6.3 Navigating the Spreadsheet Menus
6.3.1 File Menu
|
The File menu has three menu items: Save As Comma-Delimited Text File, Import a Legacy Tree Model and Close.
6.3.1.1 Save As - Exporting Data
The menu choice File->Save as opens an Export Data file dialog. The blank areas can not be filled in (they are place holders to show the selected file and format once chosen). Click the textbfBrowse button. This opens a Save As dialog window, entitled Choose a file and format to export to, that has the Save as type setting defaulting to the CSV file type. (For more information on CSV files see the topic Data Types.) The Save as type drop down menu allows the file to be saved in any number of popular data formats. When the file has been named and the file format designated, click the Save button. This returns you to the Export Data window
6.3.1.2 Save As Comma-Delimited Text File
Allows the saving of the spreadsheet as an ASCII, comma delimited (CSV) file. This menu choice opens a Save As dialog window. Use this dialog to navigate and name the new CSV file. This “.csv” file may then be imported by other spreadsheet programs.

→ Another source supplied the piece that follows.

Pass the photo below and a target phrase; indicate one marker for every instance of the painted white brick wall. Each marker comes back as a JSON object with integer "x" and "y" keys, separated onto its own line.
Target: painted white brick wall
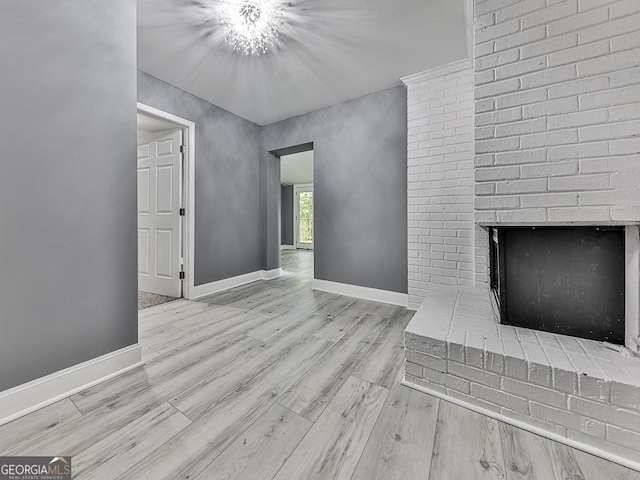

6.3.1.3 Import a Legacy Tree Model
This option opens a file browser where you can select a previously created .ght file. The tree file you are importing must have the same number of columns, the same data types for each column and the same dependent variable. After importing the tree if the values displayed do not match in all three columns it indicates that the original data does not exactly match the current spreadsheet.
6.3.1.4 Closing the File
The File->Close menu selection closes the data file and its associated spreadsheet. A dialog window prompts for the saving of unsaved data.
6.3.2 Edit Menu
Using the Edit menu we can find content, create subsets within the current spreadsheet and spin off new spreadsheets.
|
6.3.2.1 Select Row Subset
|
The menus choices Edit->Select Row Subset give you several ways to automatically pick subset records (rows). We can
choose:
Random fraction to specify what percentage of the records to use (default = 0.5);
Random selection size to specify the number of records (default = all of them),
First N items to specify the first N records to use from the spreadsheet (default = all), and
Reset random seed to change the random seed although the default of 1 will do in most cases. Fig. 6.9 shows a choice of
randomly selecting 50% of the records.
|
Resetting the random seed to 1 enables you to pick the same random subset as would have occurred if you just started the program up and no random number generation had taken place.
500 Random Records
|
The result of creating a Random fraction - 0.5 subset on a dataset with 1000 records is a subset of 500 randomly selected records These 500 records can be analyzed with less concern of a bias in their selection.
6.3.2.2 Activate All Rows
The easiest way to activate all rows is to use this command.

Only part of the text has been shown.